As can be seen, ØMQ (in single app thread & single worker thread configuration) is not able to use more than 3 Gb/s for messages up to 64 kB.

Because of methodological problems associated with messages per second metric we prefer to use a metric that we call density. Density is average time interval between two subsequent messages. Have a look at the results of the tests represented in terms of density:

tests02-5.png

Ignoring the results for messages 1 and 2 bytes long, we see that small messages are able to arrive at the receiving application at the rate of approximately one message each 300 nanoseconds.

Scaling on multiple cores

We've did scaling test on multicore boxes for ØMQ/0.1 before. We've found out that the scaling is not linear, i.e. two fully independent and parallel streams of messages don't yield twice the throughput of a single stream. Therefore we've repeated the test for ØMQ/0.2:

tests02-6.png

The scaling has not improved: it is still not linear for small messages. The scaling for large messages can be seen better on megabits/second graph:

tests02-7.png

Even the scaling for large messages is not linear. Say for 64 kB messages, we are able to use 3 Gb/s for a single stream and 4.5 Gb/s for two streams. (If scaling was linear we would expect 6 Gb/s for two streams.) The results are consistent with the tests done for version 0.1. It is our intent to investigate the issue and find the bottleneck.

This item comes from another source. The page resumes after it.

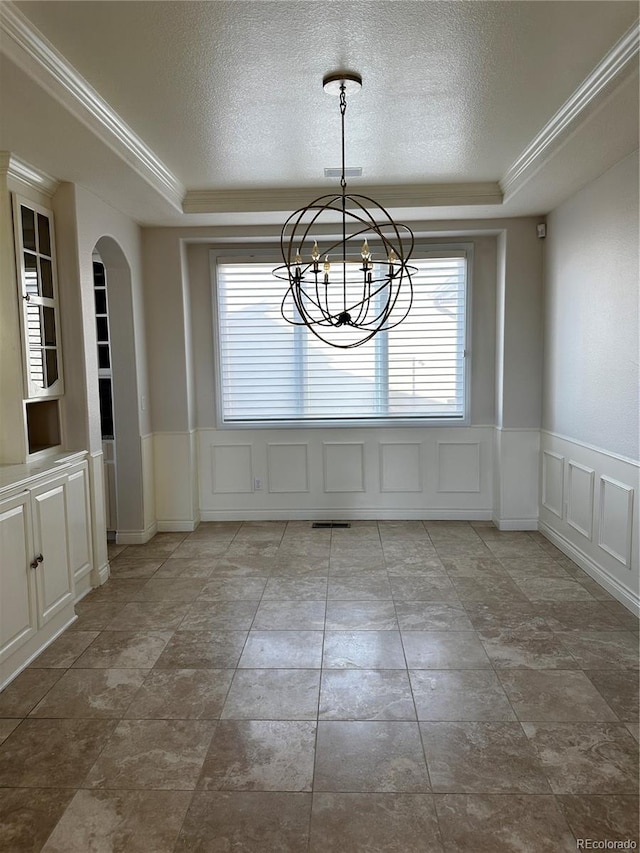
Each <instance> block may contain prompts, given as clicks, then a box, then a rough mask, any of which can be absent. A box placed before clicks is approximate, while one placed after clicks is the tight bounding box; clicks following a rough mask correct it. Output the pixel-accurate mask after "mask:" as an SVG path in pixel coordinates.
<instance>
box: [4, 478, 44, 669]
mask: <svg viewBox="0 0 640 853" xmlns="http://www.w3.org/2000/svg"><path fill="white" fill-rule="evenodd" d="M32 543H33V536H32V528H31V497H30V495H29V492H24V491H23V492H20V494H18V495H15V497H12V498H8V499H7V500H4V501H2V503H0V569H1V570H0V665H1V664H2V663H3V662H4V661H6V660H8V659H9V658H10V657H11V655H12V654H13V653H14V652H15V651H16V649H19V648H20V646H22V645H23V644H24V643H26V641H27V640H29V639H30V638H31V637H33V635H34V634H35V633H36V630H37V627H38V622H37V615H36V596H35V577H34V575H33V573H32V571H31V570H30V569H29V563H30V561H31V560H32V559H33V544H32ZM1 681H2V680H1V679H0V683H1Z"/></svg>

As for total bandwidth usage, recall that we've used 10Gb Ethernet plugged into 4x slots and thus we've expected maximal throughput of approximately 7 Gb/s. We've found out that the maximal throughput is actually 5.6 Gb/s. Additional tests showed that the bottleneck is the network itself. Possibly, the bandwidth overhead of OSI stack is more that 10% we've estimated to get the 7 Gb/s figure.

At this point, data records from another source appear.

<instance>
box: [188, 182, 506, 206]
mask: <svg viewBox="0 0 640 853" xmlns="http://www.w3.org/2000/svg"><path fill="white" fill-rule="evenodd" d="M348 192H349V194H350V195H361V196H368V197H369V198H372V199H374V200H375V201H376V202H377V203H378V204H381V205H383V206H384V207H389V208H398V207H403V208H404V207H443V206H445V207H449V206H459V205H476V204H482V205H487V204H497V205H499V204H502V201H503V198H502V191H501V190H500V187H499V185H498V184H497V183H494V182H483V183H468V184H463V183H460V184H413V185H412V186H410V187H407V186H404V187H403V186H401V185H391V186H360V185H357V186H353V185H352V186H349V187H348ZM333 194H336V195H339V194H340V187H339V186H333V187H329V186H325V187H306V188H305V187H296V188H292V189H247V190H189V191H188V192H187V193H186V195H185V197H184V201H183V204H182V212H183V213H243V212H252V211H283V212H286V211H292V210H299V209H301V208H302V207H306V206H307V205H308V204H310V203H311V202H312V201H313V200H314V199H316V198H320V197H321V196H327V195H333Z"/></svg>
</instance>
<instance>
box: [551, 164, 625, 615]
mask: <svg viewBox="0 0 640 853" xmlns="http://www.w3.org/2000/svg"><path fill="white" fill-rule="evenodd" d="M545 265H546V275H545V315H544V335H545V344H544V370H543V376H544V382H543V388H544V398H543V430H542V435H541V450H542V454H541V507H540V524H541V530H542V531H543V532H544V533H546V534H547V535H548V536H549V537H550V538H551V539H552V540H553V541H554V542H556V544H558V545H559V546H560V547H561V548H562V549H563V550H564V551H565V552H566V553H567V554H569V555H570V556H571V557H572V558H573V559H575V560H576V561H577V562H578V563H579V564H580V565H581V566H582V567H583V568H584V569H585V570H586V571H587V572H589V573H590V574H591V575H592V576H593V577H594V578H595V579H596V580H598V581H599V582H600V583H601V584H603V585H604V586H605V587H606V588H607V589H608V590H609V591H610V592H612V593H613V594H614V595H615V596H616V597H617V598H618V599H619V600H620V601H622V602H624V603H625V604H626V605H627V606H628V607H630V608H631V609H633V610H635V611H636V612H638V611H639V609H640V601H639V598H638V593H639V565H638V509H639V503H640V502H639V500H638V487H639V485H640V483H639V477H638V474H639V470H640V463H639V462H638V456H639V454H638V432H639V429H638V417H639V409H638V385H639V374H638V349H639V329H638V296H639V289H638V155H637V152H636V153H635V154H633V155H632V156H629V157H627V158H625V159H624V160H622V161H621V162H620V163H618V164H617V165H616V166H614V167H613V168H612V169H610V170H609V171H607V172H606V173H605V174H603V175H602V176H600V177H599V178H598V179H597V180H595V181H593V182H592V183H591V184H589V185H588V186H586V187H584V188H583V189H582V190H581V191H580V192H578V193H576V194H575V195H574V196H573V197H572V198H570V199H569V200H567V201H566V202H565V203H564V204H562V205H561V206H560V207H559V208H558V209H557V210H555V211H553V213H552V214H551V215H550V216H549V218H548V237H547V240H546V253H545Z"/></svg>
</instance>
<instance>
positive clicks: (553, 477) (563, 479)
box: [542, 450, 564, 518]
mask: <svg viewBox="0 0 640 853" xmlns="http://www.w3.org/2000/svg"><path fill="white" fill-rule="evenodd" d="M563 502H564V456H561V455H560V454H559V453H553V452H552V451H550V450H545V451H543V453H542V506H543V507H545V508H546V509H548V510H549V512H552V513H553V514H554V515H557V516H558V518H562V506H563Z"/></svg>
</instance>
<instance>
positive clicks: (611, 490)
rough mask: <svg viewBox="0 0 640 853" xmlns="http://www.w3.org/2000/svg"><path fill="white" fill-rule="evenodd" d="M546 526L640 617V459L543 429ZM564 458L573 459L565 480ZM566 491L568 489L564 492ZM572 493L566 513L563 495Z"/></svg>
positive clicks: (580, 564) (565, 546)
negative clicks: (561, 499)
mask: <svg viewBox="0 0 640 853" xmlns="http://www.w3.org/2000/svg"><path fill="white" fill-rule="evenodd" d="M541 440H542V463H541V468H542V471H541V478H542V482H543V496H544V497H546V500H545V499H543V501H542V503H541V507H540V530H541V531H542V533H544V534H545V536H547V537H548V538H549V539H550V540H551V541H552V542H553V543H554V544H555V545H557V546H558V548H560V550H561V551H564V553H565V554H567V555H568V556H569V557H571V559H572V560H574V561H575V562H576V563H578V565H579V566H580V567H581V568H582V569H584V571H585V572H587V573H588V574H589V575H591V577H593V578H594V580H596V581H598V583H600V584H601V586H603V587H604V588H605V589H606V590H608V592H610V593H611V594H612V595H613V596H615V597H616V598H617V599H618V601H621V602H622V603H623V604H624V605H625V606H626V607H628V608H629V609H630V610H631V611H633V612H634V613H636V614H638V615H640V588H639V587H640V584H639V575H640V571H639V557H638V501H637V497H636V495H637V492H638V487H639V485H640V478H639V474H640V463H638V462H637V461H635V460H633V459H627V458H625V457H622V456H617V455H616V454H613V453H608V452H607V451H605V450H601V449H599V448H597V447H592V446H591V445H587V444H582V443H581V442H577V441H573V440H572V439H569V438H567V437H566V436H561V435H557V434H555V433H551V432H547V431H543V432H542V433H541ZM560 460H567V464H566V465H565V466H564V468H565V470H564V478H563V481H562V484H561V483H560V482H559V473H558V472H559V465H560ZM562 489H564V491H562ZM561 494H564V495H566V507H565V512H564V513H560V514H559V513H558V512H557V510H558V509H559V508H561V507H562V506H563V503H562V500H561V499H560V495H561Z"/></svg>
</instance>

In any case, the test showed that we are able to exhaust the 10Gb/4x network with messages of 512 bytes or larger.

As you would expect with non-linear scaling, densities computed for individual streams show that the more streams are used, the worse the density is for any individual stream. So, for example, for messages of 32 bytes, density is one message each 400 nanoseconds when single stream is used. When two streams are used, density drops to one message each 600 nanoseconds.

tests02-8.png

Impact of buffer size on throughput

The ØMQ buffer size specifies the maximum size of message batch. A message batch is a batch of data that is passed to OS (socket) using a single API invocation. The boundaries of the batch don't have to correspond to the boundaries of the message. A large message can be sent in several batches, and many small messages may be contained in a single batch.

Buffer sizes (there are actually two of them, one for reading and one for writing) are very important performance tuning parameter. Large buffer in principle means larger throughput and higher latencies, whereas a small one means lower throughput and better latencies. However, note that large buffer doesn't necessarily have to make latency worse. As ØMQ uses consumer-driven batching, batching is terminated as soon as consumer asks for new data and the batch may therefore be significantly smaller than the buffer size. It can be said that the large buffer size makes worst-case latency higher, although you may never experience the worst case in the real world.

The following graph shows how throughput is affected by different buffer sizes. The test was performed for messages 6 bytes long. Buffer sizes used were powers of two starting with 8 bytes and ending with 8 kB:

tests02-9.png

We can conclude that very small buffer sizes have a severe impact on the throughput. By growing the buffer, you can achieve much higher throughputs, however, there is a limit to the throughput improvement. In this case we see that increasing the buffer over 2kB does not improve the throughput. Obviously, to find best batching size for your application, you should run this kind of test in your specific environment.

AMQP

We haven't fully tested the performance of AMQP engine so far, however, simple tests done on commodity hardware show the throughput of approximately 700,000 messages (6 bytes long) a second.

Conclusion

Although there was whole new level of complexity added to for ØMQ/0.2, compared to ØMQ/0.1, the performance figures stayed almost the same. We consider this a validation of the ØMQ/0.2 design.